Advisors to the Center for Disease Control and Prevention on Thursday unanimously voted to recommend Moderna’s coronavirus vaccine to children and adolescents aged 6 to 17 years.

Their support was neither surprising nor urgently expected. The Food and Drug Administration approved the Moderna vaccine for that age group late last week, and the decisions of the two agencies rarely conflicted.

This recommendation was one of the last hurdles before the second vaccine option became available to large numbers of people under the age of 18. Vaccines manufactured by Pfizer and BioNTech have been available to children ages 5-15 and Americans ages 16 and up since last year. The second half of 2020.

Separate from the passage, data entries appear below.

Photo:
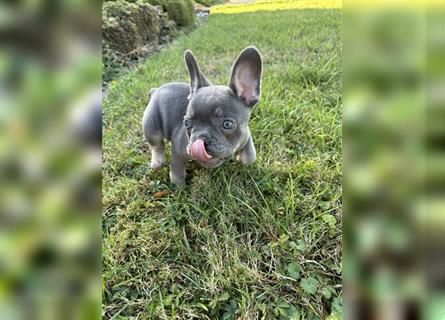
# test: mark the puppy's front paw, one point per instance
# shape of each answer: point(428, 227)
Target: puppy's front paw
point(246, 158)
point(157, 160)
point(156, 164)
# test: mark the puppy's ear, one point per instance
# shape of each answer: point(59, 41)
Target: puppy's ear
point(197, 79)
point(246, 76)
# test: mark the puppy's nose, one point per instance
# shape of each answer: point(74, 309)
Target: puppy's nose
point(206, 140)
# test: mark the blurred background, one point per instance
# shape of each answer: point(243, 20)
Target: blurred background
point(394, 160)
point(50, 158)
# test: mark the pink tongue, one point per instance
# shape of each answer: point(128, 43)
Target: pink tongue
point(198, 151)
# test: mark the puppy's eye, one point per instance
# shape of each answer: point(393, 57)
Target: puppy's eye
point(187, 123)
point(228, 124)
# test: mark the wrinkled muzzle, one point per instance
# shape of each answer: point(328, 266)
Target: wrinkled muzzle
point(199, 152)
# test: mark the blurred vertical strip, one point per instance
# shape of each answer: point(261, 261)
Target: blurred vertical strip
point(394, 160)
point(50, 159)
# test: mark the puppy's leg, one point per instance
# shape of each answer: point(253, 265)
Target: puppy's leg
point(157, 153)
point(247, 154)
point(177, 169)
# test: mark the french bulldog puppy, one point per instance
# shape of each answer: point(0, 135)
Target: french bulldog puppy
point(204, 122)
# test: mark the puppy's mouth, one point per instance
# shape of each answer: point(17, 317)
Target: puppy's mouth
point(199, 152)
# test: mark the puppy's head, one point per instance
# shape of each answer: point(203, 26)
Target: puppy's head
point(217, 115)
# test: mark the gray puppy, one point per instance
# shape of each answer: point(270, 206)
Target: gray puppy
point(204, 122)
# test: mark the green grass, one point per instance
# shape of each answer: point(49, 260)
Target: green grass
point(258, 242)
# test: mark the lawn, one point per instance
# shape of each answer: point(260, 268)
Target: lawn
point(257, 242)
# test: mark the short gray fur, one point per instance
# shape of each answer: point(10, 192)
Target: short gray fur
point(204, 107)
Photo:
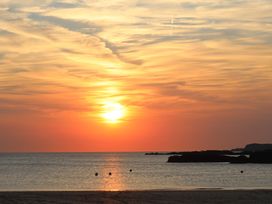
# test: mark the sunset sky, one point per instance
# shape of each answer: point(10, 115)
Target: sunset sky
point(134, 75)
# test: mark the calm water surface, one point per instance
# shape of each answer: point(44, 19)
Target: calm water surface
point(76, 171)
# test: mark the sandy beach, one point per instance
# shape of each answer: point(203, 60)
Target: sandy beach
point(189, 196)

The Moderna vaccine was approved for adults in December 2020. Last June, the company applied for the vaccine to adolescents aged 12 to 17 years who were given 100 micrograms, the same dose as adults. However, while the FDA took about a month to approve Pfizer’s application for older children, Moderna’s application was stalled.

In an October announcement, Moderna said the FDA is considering reports suggesting that the vaccine may cause heart problems in adolescent boys. The company also said it would postpone the application for approval of children aged 6 to 11 until the FDA made a decision for older children.

In May, Moderna submitted an application to the FDA for children aged 6 to 11 years who received a dose of 50 micrograms (half an adult).

At a two-day meeting that was carefully watched last week, FDA advisors first approved the Moderna vaccine for children aged 6 to 17 years, and then used both the Moderna and Pfizer vaccines for 6-month-old children. I approved that.

At a meeting on Thursday, committee members provided data showing that the Moderna vaccine is effective against symptomatic infections in about 80% of children aged 6 to 11 years and about 90% of adolescents aged 12 to 17 years. It was presented. However, all that data was collected before the arrival of the Omicron mutants, which showed the ability to dodge immunity.

“We know that Covid can cause serious illness and death in children and adolescents, including those without the underlying disorder,” said a CDC scientist who presented some of the data. Dr. Sara Oliver said.

“There are benefits that outweigh the risks of the mRNA Covid-19 vaccine of all ages,” said Dr. Oliver.

CDC researchers said the Moderna vaccine is generally safe. According to Dr. Tom Shimabukuro, a CDC scientist who presented the data, the risk of transient heart problems in adolescent boys aged 12 to 17 is very small, but the Pfizer vaccine has a similar risk. Is being observed.

Some studies have shown that Covid itself has a much higher risk of heart problems than either vaccine.

Nevertheless, to minimize the risk of heart problems, the CDC currently recommends that boys and men between the ages of 12 and 39 have an eight-week interval.

Much of Thursday’s discussion focused on the potential confusion of providers who administer different vaccines at different doses to several different age groups.

There are no data on the usefulness of the Moderna vaccine booster shots for children and adolescents, and the FDA approved the vaccine only for the first dose. However, according to CDC scientists, these data are likely to be available by the time these children are targeted for Moderna booster shots.